ヤン・ヨンヒ『兄 かぞくのくに』を読んで

2023-05-16 00:43:30 | フォトエッセイ

 著者は在日二世のコリアン女性である。
 本書を含めて四冊の著作があるが、むしろ文字を用いての表現より、映像作家つまり映画監督としての知名度のほうが高いかもしれない。
 「映像作家つまり映画監督」などと持って回った言い方をしたのは、彼女の映画四本のうち三本はドキュメンタリーであり、劇映画は一本のみだからだ。もっとも、彼女の中ではドラマとドキュメントの明確な区分などほとんど必要ないことは本書を読んでもわかる。

 彼女の表現する文章や映像には共通の一点がある。それは彼女の一家が、日本(在日)と北への「帰国者」に分断されていて、 相互の行き来すらままならぬとうことである。なぜそんなことになってしまったのか、その現場はどうなのか、が一貫して彼女の表現の対象であるのだが、この書はそのバックをよく説明してくれる。

          

 彼女の両親は大阪における総連(在日本朝鮮人総聯合会)、つまり北朝鮮側との密接な関連がある在日の組織の幹部であり、父親は 金日成から勲章をもらうほどの地位にあったし、その妻、つまり作者の母親もまた総連の活動家であった。そうした地位にあったが故に、その息子たち三人は、七〇年代初頭の「帰国事業」の中で、北へと「帰国」している。
 厳密に言うと、三人のうち二人は、 総連幹部の立場上、進んで帰国をさせたのであったが、長男については、それとは別に、むしろ上部よりの命令によって召し上げられたような形である。
 こうした場合、一人は残すという暗黙の了解があったので、これには流石の父母も抵抗したようであるが、将軍様直々というお達しは絶対的なものであり、逆らえるものではなかった。

 帰国事業というと北の出身者が北へ帰るというごく自然な状況を思い浮かべがちだが、そうではなかったところにこの問題の複雑さがある。

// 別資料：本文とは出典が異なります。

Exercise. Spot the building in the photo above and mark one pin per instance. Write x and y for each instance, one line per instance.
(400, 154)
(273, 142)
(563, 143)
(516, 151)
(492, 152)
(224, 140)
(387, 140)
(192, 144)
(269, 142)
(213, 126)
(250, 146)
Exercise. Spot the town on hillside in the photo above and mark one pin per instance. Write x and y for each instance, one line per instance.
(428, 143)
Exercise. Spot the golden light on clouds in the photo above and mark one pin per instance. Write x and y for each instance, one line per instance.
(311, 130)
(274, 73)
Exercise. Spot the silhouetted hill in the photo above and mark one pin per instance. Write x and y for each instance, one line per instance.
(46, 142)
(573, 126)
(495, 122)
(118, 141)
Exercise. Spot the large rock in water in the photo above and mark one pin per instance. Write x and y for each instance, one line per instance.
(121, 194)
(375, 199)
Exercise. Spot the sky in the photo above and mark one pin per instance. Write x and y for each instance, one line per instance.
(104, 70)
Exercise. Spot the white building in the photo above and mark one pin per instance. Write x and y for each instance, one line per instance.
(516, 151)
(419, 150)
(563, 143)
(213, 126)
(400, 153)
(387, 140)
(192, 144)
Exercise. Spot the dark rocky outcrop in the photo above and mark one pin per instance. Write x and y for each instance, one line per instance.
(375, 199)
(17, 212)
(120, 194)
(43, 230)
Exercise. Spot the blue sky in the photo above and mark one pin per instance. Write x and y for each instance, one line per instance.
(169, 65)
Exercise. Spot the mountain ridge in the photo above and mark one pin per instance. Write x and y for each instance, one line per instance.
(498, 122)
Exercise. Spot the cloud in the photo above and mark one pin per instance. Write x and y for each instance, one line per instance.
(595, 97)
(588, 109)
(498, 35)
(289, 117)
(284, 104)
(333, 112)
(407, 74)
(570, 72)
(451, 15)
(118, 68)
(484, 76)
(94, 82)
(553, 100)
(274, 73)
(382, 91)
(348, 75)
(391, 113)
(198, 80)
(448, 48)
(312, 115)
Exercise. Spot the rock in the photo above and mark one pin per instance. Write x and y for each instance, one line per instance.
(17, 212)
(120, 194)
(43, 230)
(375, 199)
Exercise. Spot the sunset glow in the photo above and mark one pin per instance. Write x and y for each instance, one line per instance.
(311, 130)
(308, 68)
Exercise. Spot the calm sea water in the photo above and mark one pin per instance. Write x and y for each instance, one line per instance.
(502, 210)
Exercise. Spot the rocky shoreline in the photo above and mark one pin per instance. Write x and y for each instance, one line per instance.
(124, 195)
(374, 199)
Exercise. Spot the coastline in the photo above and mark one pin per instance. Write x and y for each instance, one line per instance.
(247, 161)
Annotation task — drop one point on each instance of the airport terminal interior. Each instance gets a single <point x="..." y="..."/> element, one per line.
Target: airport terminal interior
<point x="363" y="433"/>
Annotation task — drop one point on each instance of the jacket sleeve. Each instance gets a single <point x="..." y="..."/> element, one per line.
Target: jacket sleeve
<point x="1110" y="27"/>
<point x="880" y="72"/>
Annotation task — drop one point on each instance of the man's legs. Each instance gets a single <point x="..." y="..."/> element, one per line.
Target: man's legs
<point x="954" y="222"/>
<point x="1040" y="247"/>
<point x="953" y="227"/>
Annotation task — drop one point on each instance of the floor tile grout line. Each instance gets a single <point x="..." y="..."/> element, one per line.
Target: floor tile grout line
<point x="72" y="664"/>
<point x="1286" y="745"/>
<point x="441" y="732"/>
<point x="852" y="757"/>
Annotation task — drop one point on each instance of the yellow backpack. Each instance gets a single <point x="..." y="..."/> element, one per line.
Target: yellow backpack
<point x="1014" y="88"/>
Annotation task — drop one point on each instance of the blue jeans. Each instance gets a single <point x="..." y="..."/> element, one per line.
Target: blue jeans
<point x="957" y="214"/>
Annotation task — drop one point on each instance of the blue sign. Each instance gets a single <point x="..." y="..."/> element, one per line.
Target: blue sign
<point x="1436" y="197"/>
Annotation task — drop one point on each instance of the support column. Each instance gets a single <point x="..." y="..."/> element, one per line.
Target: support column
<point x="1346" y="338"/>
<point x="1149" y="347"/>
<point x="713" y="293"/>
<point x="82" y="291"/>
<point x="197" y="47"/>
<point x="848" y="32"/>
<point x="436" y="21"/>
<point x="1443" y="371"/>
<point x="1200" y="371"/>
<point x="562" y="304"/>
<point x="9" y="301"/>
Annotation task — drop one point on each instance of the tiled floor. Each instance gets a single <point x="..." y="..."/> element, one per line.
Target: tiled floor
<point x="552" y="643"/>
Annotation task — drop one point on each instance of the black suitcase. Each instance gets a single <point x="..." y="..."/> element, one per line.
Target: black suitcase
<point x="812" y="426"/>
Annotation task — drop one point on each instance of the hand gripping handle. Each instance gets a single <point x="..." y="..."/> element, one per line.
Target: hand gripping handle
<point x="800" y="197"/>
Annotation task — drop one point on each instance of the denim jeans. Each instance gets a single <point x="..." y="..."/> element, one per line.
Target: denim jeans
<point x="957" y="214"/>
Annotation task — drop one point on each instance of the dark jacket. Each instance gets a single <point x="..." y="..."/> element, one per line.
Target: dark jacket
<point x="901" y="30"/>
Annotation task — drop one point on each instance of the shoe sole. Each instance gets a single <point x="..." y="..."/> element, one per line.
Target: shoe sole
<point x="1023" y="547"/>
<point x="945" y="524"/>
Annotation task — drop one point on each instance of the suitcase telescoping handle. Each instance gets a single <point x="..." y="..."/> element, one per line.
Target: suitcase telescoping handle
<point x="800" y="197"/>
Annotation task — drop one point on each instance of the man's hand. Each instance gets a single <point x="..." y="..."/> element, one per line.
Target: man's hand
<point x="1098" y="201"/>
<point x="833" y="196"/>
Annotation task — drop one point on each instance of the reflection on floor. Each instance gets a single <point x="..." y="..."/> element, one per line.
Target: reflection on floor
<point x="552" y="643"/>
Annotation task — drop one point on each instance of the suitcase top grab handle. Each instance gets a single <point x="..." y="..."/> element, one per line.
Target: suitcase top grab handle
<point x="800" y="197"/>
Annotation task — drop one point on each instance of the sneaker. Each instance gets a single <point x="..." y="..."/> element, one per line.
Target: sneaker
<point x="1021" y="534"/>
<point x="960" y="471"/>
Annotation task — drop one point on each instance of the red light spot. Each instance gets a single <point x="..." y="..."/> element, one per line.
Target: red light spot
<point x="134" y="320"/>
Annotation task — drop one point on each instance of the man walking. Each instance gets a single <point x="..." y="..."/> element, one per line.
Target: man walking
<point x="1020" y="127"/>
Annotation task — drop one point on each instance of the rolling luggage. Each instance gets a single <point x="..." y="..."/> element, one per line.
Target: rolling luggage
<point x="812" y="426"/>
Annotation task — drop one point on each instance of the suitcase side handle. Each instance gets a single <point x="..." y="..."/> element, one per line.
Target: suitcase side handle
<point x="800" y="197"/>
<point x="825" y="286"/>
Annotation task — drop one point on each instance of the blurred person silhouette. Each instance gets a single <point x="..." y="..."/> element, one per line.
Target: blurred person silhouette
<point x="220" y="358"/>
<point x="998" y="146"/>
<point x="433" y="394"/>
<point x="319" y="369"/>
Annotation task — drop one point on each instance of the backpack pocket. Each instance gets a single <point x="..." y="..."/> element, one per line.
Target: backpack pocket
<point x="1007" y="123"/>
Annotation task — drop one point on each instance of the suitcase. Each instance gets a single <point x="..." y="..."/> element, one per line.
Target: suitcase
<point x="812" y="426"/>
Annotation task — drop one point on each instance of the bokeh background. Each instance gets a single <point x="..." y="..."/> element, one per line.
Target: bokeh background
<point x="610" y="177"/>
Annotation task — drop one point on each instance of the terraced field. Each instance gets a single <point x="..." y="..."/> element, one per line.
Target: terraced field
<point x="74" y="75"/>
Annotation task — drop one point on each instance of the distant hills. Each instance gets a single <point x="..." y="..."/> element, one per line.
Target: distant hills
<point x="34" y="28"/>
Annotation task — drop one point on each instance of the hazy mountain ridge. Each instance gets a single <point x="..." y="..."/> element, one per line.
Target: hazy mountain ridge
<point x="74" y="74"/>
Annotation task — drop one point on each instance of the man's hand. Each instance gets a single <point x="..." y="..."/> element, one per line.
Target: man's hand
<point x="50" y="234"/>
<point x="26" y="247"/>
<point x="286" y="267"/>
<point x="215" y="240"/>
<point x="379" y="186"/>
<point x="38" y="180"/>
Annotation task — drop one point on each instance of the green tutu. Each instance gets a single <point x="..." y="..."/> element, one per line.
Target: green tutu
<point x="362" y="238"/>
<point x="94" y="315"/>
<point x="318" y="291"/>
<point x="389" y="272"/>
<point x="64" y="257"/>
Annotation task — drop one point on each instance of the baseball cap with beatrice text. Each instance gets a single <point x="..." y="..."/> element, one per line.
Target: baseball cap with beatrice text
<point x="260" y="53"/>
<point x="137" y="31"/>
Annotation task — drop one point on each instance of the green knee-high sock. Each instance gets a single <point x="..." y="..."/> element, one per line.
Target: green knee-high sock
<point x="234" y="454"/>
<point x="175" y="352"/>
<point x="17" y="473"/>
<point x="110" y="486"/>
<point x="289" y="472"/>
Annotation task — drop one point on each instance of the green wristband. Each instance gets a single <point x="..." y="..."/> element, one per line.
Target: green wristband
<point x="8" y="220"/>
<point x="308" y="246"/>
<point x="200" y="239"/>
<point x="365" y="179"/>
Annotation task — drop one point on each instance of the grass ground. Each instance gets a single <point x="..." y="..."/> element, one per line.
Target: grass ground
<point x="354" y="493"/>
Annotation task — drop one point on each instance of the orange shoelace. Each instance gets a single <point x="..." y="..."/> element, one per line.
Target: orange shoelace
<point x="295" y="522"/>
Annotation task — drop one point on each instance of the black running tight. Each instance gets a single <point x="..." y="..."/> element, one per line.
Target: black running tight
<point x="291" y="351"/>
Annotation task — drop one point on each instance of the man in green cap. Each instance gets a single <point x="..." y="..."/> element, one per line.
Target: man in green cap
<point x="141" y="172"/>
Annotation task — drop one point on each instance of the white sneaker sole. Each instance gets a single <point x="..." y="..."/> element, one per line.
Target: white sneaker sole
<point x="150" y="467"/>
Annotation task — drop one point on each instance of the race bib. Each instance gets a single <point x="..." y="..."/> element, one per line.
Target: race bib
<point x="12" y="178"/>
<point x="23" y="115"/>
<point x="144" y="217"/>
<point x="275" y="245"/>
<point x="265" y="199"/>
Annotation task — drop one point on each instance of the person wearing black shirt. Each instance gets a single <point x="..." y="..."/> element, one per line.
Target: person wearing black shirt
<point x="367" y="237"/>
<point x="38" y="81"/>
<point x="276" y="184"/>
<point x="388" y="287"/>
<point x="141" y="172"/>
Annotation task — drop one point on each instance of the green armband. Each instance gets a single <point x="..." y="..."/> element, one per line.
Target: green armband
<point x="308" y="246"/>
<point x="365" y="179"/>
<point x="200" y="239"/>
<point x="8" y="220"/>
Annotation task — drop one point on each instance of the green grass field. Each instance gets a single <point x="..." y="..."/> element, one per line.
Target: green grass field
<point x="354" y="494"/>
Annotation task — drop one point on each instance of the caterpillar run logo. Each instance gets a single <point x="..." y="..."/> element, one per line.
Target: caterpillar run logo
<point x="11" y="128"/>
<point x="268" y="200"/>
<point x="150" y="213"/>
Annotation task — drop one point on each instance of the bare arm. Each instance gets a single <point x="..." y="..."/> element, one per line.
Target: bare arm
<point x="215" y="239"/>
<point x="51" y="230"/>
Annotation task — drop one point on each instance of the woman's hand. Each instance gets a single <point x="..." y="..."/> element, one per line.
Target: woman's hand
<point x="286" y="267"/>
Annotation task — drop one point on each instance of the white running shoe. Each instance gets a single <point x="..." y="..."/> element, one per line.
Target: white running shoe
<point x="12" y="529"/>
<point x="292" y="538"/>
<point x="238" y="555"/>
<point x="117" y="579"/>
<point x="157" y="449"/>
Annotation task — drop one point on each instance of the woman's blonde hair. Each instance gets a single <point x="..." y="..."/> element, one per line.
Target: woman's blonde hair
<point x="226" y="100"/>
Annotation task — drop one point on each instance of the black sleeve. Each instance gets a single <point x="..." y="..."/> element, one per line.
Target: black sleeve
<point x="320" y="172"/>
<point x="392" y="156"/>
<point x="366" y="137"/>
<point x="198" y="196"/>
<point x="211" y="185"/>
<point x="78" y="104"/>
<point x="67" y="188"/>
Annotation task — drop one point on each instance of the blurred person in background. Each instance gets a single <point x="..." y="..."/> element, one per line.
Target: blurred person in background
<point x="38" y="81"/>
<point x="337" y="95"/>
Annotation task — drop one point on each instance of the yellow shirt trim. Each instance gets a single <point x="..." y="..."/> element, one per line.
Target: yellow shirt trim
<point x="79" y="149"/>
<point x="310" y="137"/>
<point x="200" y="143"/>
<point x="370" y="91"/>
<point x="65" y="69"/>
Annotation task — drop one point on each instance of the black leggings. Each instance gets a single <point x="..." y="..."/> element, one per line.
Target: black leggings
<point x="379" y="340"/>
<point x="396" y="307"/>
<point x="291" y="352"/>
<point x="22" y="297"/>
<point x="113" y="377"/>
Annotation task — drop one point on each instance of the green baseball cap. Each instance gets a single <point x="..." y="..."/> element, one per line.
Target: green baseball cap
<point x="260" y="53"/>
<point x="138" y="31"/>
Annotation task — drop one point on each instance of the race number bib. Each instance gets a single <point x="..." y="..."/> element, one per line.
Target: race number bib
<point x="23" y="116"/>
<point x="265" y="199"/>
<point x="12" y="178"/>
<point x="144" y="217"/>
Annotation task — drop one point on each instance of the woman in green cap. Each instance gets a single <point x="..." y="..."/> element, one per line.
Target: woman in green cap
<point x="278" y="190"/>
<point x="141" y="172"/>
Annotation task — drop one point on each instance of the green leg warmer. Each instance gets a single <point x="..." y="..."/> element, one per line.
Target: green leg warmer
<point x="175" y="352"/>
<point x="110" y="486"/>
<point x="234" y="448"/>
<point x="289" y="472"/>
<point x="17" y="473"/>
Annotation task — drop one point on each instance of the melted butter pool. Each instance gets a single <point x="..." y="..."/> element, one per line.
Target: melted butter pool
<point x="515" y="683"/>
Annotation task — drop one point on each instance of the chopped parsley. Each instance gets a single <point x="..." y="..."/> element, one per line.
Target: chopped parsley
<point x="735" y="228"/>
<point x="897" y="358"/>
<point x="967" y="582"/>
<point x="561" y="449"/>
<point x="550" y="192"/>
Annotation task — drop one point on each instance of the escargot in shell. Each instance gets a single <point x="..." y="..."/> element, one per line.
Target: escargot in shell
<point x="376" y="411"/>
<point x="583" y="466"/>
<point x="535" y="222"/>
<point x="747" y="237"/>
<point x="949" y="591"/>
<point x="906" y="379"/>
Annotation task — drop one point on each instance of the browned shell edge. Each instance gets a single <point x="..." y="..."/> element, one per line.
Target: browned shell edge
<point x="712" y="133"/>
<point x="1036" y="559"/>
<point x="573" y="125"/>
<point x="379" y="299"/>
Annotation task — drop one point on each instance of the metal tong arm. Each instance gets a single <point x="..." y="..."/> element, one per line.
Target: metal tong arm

 日本の敗戦時(1945年)、日本にいた在日朝鮮人は200万人に及んだ。そしてそれらの人々の97%はその南部(現在の韓国領)の出身者であった。戦後、そのうちの140万人がそれぞれに帰国したといわれる。これはまさに帰国であり帰郷であった。
 しかしこの、1959年に始まり、中断をはさみながら80年代はじめまで続いた「帰国事業」はそうではなかった。この間、「帰国」した九万数千人のうち、過半数は南部出身者であったといわれる。

      
            著者と彼女の最新作映画のポスター
 
 どうしてこんなねじれ現象が起こったのか。
 戦後、帰国した人たちは、朝鮮半島は日本が植民地化する前の、朝鮮半島全体での一つの国ができると思いこんでいた。しかし、戦後の朝鮮半島は永年の日本の植民地支配で、半島自体の政治主体が不在なのをいいことに、始まりつつあった冷戦の当時者たち、つまり、米ソがその南北を信託統治化してしまったのである。 
 彼らの名目は、統一国家が出来るまでの暫定的支配ということであったがことはそれほど単純ではなかった。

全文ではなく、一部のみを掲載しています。